Revisiting p-$^{11}$B Fusion: Updated Cross-sections, Reactivity, and Energy Balance
Hong-Yi Wang, Yu-Qi Li, Qian Wu, Zhu-Fang Cui
TL;DR
This work reassesses p-$^{11}$B fusion viability by delivering a high-precision parameterization of the cross-section over $0$--$10$ MeV using recent measurements, including a newly observed resonance near $4.7$ MeV. Thermonuclear reactivity is computed via Maxwellian averaging, with particular attention to the resonances at $0.6$ MeV and $4.7$ MeV. The energy balance is analyzed with a self-consistent electron temperature, showing a finite temperature window where fusion power can exceed bremsstrahlung losses, even under conservative cross-section variations. The results indicate that bremsstrahlung constraints are not inherently prohibitive for p-$^{11}$B fusion under contemporary data and modeling, though exploiting this potential requires stringent plasma conditions and further experimental and theoretical refinement.
Abstract
Recent experimental progress has substantially improved the available cross-section data for the p-$^{11}$B fusion reaction, particularly in energy regions that previously lacked direct measurements. In this study, we develop a high-precision analytical parameterization of the p-$^{11}$B reaction cross-section over the 0--10 MeV energy range, incorporating the new experimental data into a continuous and numerically efficient representation.

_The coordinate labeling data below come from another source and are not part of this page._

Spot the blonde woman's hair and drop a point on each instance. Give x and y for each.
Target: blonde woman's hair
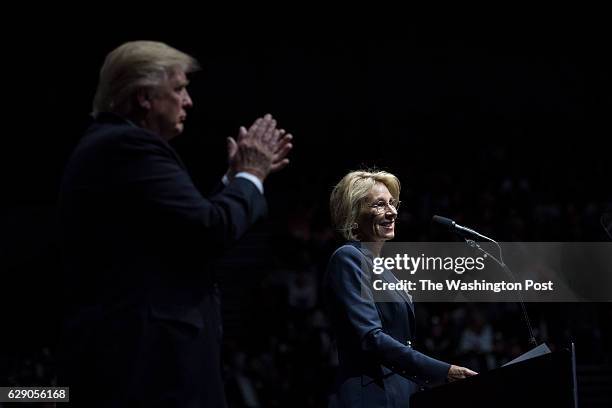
(134, 66)
(348, 196)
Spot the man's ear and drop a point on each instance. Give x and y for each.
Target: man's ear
(144, 99)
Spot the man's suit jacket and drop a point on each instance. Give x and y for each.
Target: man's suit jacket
(377, 365)
(143, 325)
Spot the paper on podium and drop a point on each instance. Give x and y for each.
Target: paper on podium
(534, 352)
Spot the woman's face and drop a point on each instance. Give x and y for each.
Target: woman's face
(377, 220)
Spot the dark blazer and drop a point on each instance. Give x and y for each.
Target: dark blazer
(377, 365)
(143, 325)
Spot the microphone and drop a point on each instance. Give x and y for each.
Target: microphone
(469, 233)
(465, 232)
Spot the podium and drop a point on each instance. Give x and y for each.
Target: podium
(547, 380)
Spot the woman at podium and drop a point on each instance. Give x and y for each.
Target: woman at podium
(378, 366)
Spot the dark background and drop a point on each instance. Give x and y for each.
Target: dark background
(502, 127)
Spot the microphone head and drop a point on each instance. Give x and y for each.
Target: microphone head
(447, 222)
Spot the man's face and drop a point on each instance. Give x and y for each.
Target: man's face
(168, 103)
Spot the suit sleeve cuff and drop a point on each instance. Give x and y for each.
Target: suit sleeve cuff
(243, 174)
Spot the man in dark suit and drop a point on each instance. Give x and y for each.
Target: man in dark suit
(142, 326)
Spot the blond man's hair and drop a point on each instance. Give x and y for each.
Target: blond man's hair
(134, 66)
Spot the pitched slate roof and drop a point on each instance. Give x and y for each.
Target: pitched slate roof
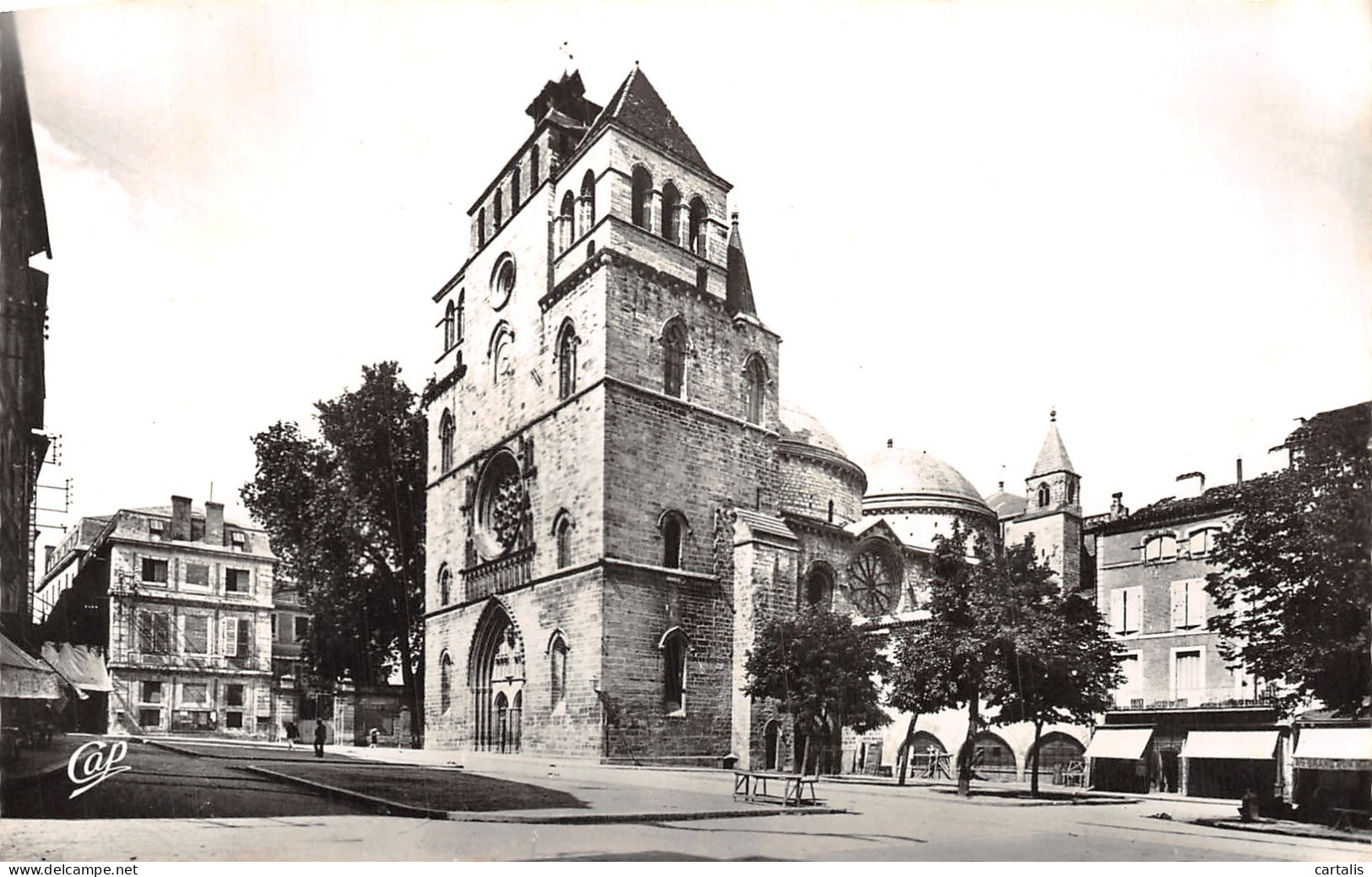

Using this parameterization, we evaluate the thermonuclear reactivity of the p-$^{11}$B reaction and examine the effects of the dominant resonance at 0.6 MeV and a newly observed resonance around 4.7 MeV. Furthermore, we assess the energy balance by analyzing the fusion power density and the electron bremsstrahlung power density. Our results indicate that p-$^{11}$B fusion is not precluded by bremsstrahlung constraints when contemporary cross-section data and self-consistent thermal modeling are employed.